Adding the Phone Number of the Recipient
Getting Access to SMS Passcode Protected Email (Gmail to Gmail)
Confidential Mode in Gmail is a terrific method to add an extra degree of protection to your communications, and you’ll get a firsthand look at SMS passcode encrypted email.
You just need to click on the confidential email you got if the sender did not request an SMS passcode to read the communication. Otherwise, complete the SMS Passcode verification by following the instructions below.
1. Log in to your Gmail account using your web browser.
2. Navigate to your Inbox and choose an encrypted email.
3. Follow the steps below to get the passcode sent to your phone number. Select Send passcode from the drop-down menu.
After sending an email, there is no option to change the phone number used for SMS passcode verification. If the sender included an inaccurate phone number while sending the secret email, the email must be resent with the correct number.
Sending a Passcode to the Phone Number of the Recipient
4. Enter the passcode you got on your phone and select Submit, as shown below.

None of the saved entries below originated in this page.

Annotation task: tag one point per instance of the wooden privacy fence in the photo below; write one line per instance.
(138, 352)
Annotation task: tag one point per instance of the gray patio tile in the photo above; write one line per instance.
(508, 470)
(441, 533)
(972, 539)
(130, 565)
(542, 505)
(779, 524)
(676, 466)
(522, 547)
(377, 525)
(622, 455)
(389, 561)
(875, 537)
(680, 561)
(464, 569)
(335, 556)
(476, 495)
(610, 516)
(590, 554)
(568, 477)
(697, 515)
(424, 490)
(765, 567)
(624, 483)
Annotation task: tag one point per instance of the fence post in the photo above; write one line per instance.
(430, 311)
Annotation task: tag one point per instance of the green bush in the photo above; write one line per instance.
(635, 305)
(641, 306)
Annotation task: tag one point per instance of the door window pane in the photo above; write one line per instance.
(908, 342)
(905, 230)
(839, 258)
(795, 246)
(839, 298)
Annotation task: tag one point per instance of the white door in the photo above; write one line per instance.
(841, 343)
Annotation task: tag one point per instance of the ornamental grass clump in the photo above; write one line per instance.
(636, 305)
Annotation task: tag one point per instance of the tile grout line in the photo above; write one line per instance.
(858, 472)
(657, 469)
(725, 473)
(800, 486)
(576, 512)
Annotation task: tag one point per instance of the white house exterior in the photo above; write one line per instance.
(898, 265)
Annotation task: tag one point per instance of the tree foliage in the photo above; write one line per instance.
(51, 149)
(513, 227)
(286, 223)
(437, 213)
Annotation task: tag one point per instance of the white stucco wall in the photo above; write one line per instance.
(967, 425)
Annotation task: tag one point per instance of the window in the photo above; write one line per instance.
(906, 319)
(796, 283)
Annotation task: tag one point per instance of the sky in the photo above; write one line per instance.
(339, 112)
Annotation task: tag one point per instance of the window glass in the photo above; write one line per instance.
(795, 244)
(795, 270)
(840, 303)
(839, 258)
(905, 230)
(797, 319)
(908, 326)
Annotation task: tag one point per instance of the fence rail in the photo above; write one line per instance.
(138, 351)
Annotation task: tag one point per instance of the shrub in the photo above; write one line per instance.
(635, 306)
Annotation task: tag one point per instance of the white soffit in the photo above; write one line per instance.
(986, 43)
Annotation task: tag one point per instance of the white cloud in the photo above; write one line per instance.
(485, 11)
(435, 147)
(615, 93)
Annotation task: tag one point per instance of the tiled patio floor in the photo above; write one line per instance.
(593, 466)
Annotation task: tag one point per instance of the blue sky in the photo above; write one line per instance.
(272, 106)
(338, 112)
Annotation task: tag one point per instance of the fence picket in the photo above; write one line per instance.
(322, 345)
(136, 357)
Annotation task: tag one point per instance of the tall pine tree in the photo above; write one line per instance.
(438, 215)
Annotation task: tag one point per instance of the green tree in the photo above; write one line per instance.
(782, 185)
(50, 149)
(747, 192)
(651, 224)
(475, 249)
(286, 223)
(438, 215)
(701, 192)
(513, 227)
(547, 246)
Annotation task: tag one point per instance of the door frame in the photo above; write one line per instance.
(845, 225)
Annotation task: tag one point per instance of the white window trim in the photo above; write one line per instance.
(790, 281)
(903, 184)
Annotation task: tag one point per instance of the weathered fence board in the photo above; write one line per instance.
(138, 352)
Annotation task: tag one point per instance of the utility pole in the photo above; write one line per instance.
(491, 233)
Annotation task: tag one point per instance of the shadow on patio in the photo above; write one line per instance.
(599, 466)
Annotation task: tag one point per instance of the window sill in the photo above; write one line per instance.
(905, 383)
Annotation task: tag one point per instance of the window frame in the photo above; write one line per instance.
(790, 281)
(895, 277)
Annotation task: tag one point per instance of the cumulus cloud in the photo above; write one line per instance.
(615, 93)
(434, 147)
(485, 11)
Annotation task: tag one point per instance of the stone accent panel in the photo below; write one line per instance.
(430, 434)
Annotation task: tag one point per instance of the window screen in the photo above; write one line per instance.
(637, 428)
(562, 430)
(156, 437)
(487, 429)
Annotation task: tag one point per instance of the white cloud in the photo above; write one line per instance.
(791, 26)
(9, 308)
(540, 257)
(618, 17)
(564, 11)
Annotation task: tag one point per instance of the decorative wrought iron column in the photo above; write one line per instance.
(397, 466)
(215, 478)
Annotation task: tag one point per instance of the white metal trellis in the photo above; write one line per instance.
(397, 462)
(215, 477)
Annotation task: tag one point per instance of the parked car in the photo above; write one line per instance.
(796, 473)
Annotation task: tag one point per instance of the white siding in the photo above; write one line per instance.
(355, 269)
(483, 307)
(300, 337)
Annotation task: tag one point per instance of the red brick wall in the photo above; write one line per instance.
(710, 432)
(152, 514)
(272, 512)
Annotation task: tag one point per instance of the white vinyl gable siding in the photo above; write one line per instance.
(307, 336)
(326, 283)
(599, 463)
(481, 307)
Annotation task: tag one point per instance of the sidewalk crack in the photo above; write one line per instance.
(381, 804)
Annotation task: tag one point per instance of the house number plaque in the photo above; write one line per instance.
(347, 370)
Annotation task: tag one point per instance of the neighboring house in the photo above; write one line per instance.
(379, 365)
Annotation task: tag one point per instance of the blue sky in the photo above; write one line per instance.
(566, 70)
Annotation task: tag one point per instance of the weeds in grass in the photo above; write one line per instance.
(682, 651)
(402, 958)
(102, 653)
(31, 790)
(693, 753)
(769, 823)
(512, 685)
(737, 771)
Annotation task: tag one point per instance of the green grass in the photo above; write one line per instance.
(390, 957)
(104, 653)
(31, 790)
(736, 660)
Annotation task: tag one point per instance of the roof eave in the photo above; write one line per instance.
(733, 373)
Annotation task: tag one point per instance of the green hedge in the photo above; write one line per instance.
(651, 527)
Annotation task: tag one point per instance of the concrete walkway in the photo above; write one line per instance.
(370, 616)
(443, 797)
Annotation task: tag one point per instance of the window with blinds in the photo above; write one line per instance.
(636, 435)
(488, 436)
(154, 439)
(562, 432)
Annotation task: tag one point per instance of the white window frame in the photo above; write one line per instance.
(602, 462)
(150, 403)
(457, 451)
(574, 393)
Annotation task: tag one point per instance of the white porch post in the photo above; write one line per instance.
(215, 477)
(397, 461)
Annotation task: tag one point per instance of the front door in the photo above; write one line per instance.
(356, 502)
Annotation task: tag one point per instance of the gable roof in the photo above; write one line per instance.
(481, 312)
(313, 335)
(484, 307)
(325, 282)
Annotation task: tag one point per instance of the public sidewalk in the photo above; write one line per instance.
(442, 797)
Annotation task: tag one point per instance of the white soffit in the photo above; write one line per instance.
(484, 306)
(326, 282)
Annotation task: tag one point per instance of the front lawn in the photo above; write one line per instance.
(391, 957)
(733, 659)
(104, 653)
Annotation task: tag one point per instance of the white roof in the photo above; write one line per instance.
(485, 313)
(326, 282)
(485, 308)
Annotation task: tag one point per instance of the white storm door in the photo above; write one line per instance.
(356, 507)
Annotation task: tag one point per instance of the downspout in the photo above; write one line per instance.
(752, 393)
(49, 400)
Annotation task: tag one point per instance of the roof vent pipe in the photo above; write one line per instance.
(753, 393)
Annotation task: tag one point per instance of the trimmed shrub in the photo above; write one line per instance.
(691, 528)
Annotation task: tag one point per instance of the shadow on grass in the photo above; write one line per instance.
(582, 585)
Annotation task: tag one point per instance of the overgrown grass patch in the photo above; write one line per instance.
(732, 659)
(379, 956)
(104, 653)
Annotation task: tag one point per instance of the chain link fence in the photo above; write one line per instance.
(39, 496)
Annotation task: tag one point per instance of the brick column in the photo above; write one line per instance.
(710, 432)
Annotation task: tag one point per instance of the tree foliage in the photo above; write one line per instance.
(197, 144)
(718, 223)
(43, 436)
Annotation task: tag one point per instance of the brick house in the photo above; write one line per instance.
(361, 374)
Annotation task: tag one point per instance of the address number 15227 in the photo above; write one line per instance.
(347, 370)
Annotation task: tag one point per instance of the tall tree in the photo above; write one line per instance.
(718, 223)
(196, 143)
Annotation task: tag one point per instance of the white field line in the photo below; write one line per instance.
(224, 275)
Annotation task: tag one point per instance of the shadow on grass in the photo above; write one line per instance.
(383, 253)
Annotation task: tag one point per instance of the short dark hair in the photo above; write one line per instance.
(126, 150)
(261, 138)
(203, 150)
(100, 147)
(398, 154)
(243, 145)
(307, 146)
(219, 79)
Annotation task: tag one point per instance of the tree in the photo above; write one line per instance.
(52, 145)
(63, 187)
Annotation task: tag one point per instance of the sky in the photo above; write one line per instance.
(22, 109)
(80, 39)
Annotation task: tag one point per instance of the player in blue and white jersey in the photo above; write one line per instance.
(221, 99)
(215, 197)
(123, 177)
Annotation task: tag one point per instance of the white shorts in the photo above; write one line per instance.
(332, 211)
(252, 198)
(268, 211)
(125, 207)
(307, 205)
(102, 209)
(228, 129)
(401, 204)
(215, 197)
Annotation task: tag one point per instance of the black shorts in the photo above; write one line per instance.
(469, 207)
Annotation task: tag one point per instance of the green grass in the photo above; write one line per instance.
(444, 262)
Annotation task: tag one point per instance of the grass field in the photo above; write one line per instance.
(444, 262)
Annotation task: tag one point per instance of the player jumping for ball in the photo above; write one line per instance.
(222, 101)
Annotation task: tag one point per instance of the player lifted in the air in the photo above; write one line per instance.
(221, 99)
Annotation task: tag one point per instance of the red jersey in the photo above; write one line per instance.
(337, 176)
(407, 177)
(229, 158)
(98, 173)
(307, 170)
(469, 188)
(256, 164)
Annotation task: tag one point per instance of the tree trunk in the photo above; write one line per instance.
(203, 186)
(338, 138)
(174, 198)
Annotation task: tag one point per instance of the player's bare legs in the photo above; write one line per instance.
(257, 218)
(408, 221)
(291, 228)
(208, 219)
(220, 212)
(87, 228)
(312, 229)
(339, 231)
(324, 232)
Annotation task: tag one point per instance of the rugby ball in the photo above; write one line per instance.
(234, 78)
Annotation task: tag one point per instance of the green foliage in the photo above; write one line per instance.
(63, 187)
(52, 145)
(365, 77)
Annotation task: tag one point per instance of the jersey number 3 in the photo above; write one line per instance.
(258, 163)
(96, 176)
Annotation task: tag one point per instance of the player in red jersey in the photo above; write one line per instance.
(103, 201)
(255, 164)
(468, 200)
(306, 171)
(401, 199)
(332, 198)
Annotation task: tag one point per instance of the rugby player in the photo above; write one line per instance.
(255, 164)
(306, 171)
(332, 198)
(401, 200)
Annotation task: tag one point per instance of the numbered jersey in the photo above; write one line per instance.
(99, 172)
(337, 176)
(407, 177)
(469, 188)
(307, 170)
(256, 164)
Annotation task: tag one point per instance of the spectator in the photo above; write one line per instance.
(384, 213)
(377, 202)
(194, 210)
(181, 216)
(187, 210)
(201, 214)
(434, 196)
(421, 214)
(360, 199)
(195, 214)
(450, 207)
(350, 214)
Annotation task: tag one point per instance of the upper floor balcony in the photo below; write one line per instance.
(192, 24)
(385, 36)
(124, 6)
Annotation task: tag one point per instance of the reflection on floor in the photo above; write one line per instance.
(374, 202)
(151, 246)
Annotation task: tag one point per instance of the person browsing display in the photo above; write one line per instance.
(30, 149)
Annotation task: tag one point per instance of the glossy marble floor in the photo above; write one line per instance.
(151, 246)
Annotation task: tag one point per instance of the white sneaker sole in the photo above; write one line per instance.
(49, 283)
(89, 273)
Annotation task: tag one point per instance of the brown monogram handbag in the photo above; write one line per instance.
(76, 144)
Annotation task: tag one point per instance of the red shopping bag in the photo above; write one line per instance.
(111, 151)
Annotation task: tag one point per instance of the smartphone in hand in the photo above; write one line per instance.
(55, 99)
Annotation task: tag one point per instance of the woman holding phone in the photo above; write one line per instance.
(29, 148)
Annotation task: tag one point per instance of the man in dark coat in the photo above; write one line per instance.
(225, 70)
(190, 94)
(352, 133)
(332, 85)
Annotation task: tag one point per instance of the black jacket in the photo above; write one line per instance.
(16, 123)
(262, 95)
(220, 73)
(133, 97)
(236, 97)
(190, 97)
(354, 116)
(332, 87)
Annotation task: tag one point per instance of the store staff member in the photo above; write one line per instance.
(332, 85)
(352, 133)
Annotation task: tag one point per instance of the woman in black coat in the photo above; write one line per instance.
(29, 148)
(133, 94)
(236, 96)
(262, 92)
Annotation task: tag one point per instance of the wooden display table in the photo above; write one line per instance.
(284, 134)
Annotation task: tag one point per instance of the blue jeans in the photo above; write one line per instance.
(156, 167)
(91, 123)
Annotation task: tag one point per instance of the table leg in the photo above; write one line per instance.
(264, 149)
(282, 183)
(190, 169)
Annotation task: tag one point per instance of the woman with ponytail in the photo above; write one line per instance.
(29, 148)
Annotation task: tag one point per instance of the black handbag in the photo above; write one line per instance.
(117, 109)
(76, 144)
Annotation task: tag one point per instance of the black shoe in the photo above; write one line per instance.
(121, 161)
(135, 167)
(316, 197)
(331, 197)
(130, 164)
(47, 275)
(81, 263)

If you are successful, the email will be unlocked, allowing you to see the contents.
After you complete the SMS passcode verification, you will have temporary access to the email content. You’ll have to repeat the procedure the next time you open the email.
Confirming the identity of the recipient by entering a passcode
In this article, you’ve learned how to protect your emails in Gmail from prying eyes with email encryption. You also learned to add an extra layer of security to your email by Activating Confidential Mode. Now take advantage of your Google Workspace account and make it a habit to protect your emails.
How will you safeguard your email the next time you send it using Gmail?
The “5 ways to secure your email address” are methods that can be used to protect your Gmail account from prying eyes. The methods range from using a password, to encrypting messages.